US holds largest simulated cyber-attack exercise

Updated: 2008-03-14 09:58

WASHINGTON -- US officials said Thursday that "real and growing" threats to US computer and telecommunications networks were behind the holding of the largest-ever cyber-security exercises this week.

Computer security experts from five countries, more than 40 private sector companies, and numerous government and state agencies are spending a week fielding simulated "real-world," on-line attacks on the computer systems of government bodies, corporations, transportation and other key industries.

Robert Jamison, the Department of Homeland Security (DHS) Under Secretary for the National Protection and Programs Directorate, said the Cyber Storm II exercise sought to foster personal links between key officials in business and government.

Those people, he said, are not always willing to share information about security issues involving the networks they run.

"We're concerned that the threats are real and growing" as the Internet expands, Jamison said.
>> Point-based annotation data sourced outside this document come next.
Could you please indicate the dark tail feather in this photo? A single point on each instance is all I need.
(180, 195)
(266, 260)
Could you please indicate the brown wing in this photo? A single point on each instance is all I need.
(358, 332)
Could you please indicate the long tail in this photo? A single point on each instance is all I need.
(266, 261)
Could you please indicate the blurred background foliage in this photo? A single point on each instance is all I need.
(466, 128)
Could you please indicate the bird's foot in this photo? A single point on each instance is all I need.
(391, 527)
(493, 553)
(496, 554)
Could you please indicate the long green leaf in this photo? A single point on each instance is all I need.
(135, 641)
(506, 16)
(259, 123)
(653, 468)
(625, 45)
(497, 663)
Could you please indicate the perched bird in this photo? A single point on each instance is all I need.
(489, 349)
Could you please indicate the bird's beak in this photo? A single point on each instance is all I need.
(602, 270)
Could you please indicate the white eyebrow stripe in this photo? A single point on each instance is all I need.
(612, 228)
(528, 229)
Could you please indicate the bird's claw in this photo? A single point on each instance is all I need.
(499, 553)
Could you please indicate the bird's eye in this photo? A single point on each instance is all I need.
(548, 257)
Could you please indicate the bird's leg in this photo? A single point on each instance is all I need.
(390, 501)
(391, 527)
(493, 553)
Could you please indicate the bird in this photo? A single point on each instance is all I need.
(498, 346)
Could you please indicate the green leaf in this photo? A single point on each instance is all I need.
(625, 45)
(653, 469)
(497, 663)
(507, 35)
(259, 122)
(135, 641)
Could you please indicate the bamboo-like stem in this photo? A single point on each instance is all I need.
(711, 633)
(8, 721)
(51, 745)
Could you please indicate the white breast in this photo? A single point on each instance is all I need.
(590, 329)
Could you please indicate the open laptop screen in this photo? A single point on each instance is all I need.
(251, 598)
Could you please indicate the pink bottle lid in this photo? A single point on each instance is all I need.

Cyber Storm II tested the warning systems in place for attacks and sought to identify gaps in the way information was shared and reactions coordinated across various sectors.

Several dozen experts crowded into a computer-filled room inside the US Secret Service Headquarters in Washington in sections marked off as chemicals, transportation, telecommunications, state and local governments, and other sectors, for the five-day exercise.

Thousands more were tied into the exercise elsewhere in the US, in Britain, Australia, Canada and New Zealand, and in major companies like Dow Chemical, Wachovia bank, ABB and Cisco.

They fielded some 1,800 "injects," various types of challenges, from hacker break-ins and extortion demands to DNS amplification attacks -- dangerous intensified versions of denial of service attacks that seek to overwhelm and shut down networks.

The exercise involved at least one massive, politically-motivated, coordinated cyber-attack knocking out enough computer and telecommunications networks to require an internationally coordinated response.

"We're trying to simulate sophisticated adversaries," Jamison said.

Some of the exercise involved testing the "Einstein program" -- the US government's top-secret automated process for monitoring security and detecting intrusions on all the government's network gateways.

Greg Garcia, DHS Assistant Secretary for Cyber Security and Communications, said Cyber Storm II aimed at overcoming complacency and piecing together a "digital jigsaw puzzle" of linkages in critical public and private sector systems and networks.

"People are starting to get it," he said about cooperating on security threats.

DHS officials declined to say what kinds of threats they found were most dangerous or what specific weaknesses were identified, citing security needs, but said a report on the exercise would be released later this year.